Hugh Gallagher’s name is engraved on the marker at Holy Cross Cemetery, Colma, memorializing pioneer priests buried at Calvary Cemetery in San Francisco and moved to Holy Cross in 1939.

A PRIEST has appealed for help in tracing relatives of a fellow Donegal cleric who was a ‘giant’ of the Catholic Church in America.

Father Hugh P Gallagher left Killygordon in 1837 and went on to have a remarkable life in the United States.

 

Monsignor Francis A Carbine has already travelled to Donegal in a bid to find relatives of Fr Gallagher but without any success.

Now he’s hoping a genealogy expert or someone from the Gallagher clan here can finally trace long lost relatives.

“It would be great if someone could make a connection to a wonderful man who did so much for ordinary people here in the 19th century,” Msgr Carbine told Donegal Daily.
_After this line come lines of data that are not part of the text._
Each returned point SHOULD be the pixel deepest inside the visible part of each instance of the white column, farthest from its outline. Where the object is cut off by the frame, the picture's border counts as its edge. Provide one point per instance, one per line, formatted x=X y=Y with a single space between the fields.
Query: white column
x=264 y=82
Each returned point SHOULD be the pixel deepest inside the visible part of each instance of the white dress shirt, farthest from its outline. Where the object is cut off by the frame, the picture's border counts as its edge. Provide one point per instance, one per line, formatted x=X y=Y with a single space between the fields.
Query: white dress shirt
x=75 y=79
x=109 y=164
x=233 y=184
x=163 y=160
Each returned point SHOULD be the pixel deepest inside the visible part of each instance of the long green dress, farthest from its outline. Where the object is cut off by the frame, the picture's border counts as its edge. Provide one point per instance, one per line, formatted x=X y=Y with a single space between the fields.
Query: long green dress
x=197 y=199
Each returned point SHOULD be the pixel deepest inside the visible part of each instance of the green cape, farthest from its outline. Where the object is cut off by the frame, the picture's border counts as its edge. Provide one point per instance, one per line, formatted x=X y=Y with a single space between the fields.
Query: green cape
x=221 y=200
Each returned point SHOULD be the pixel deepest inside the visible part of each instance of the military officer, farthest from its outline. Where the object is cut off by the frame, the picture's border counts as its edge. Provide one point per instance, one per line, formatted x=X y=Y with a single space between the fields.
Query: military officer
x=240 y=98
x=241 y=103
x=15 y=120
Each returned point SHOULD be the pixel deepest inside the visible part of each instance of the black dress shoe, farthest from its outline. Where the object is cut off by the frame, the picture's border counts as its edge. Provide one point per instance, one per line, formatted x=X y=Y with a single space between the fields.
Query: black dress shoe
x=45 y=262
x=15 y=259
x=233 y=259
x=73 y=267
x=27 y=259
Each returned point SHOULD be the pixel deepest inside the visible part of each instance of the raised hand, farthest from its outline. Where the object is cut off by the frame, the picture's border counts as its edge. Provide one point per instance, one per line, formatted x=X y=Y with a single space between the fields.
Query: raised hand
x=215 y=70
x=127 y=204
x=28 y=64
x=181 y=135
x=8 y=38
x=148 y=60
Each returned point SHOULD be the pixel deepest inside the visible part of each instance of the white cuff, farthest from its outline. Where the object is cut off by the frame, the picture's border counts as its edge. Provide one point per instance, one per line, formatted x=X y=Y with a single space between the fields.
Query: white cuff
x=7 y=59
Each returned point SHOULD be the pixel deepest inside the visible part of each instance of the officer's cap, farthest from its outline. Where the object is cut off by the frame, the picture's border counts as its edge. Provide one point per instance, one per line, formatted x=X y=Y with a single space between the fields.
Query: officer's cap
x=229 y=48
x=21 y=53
Here’s a piece written by Msgr Carbine on Fr Gallagher:

Father Hugh P. Gallagher: A story of miles, miners & mules

By Msgr. Francis A. Carbine

THE village of Killygordon, County Donegal, Ireland, today has a population of 600 persons. St. Patrick Church, Crossroads, is a half-mile away. The village has no post office, and only one pub, McBride’s.

The Gaelic name Killygordon means “the woods of the parsnips.”

However, from Killygordon came Hugh P. Gallagher, a priest who would achieve the stature of a giant in the American Catholic Church. He was born in 1815 and died in San Francisco in 1882. He sailed from Ireland in 1837, and entered St. Charles Seminary, Philadelphia, where he was promptly assigned to teach Latin and Greek.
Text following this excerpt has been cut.